As $[a, b, c] \succ  [a-u, b-v, c+(u+v)]$, we have $\displaystyle \sum _{\text{cyc}} \sqrt{8\left(x^2+ \text{yz} + 2\right)}\geq  \sum _{\text{cyc}} \sqrt{(2x+3)^2+7}$.  
Hope there is a simpler method to establish this.  Another possible approach could be to directly check if $\displaystyle F(x, y, z) = \sum _{\text{cyc}} \sqrt{x^2+ \text{yz} + 2}$ is Schur-convex, in which case any allowable $[x, y, z]\succ  [1, 1, 1]$ and the entire proof is done.  $F$ is symmetric, but we also need to check if $x-y)\left(\partial _xF -\partial _yF\right)\geq  0$ for this.
A: Here is my sketch, mostly to convince that alternative approach (i.e. inequalities instead of search for minimum) really may be possible.

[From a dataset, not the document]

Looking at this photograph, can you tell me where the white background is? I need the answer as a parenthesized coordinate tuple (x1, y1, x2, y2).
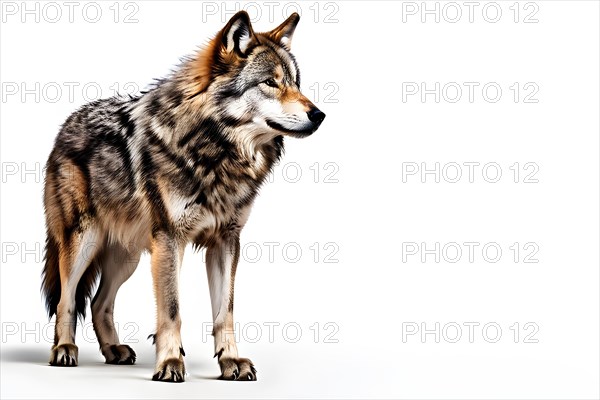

At the other hand, useful inequalities have "differential" nature (that is, I think they may be most easily proven by differentiation, but there may be other ways to proof). 
Let us denote $a=x^2+yz, b=y^2+zx, c=z^2+xy$; then
$$a+b+c=x^2+yz+y^2+zx+z^2+xy=x^2+y^2+z^2+\frac{1}{2}((x+y+z)^2-(x^2+y^2+z^2))=$$
$$=x^2+y^2+z^2+4.5-\frac{1}{2}(x^2+y^2+z^2)\ge\frac{1}{2}3+4.5=6$$
Starting from reasonably looking inequality $\sqrt{u+2}+\sqrt{v+2}+\sqrt{w+2}\ge\sqrt{u+v+w+18}$ (where $u,v,w\ge 0$) we let $u=a,v=b,w=c$ and conclude that $$\sqrt{x^2+yz+2}+\sqrt{y^2+zx+2}+\sqrt{z^2+xy+2}\ge\sqrt{24}=\frac{6}{\sqrt{3/2}}$$
Starting from another inequality $f(u,v,w)\equiv\sqrt{u+2}+\sqrt{v+2}+\sqrt{w+2}\ge g(u,v,w)\equiv\sqrt{3(u+v+w)+18} $ (where $u,v,w\ge 0$ and $u\approx v\approx w$) we let $u=a,v=b,w=c$ and conclude that $$\sqrt{x^2+yz+2}+\sqrt{y^2+zx+2}+\sqrt{z^2+xy+2}\ge\sqrt{36}=6$$
Last inequality was made so that $f(2,2,2)=g(2,2,2)$ and $f'_u(2,2,2)=g'_u(2,2,2)$, $f'_v(2,2,2)=g'_v(2,2,2)$, $f'_w(2,2,2)=g'_w(2,2,2)$ (and yes, we need to analyze $f''$ vs. $g''$ too). Last inequality DOES NOT hold when, say, $u=7,v=0,w=0$ (5.83 vs. 6.25) so one probably need another similar inequality to cover, say, cases like $u\approx3v\approx3w$

Note, that it may be possible that I shall not convert the sketch into real proof.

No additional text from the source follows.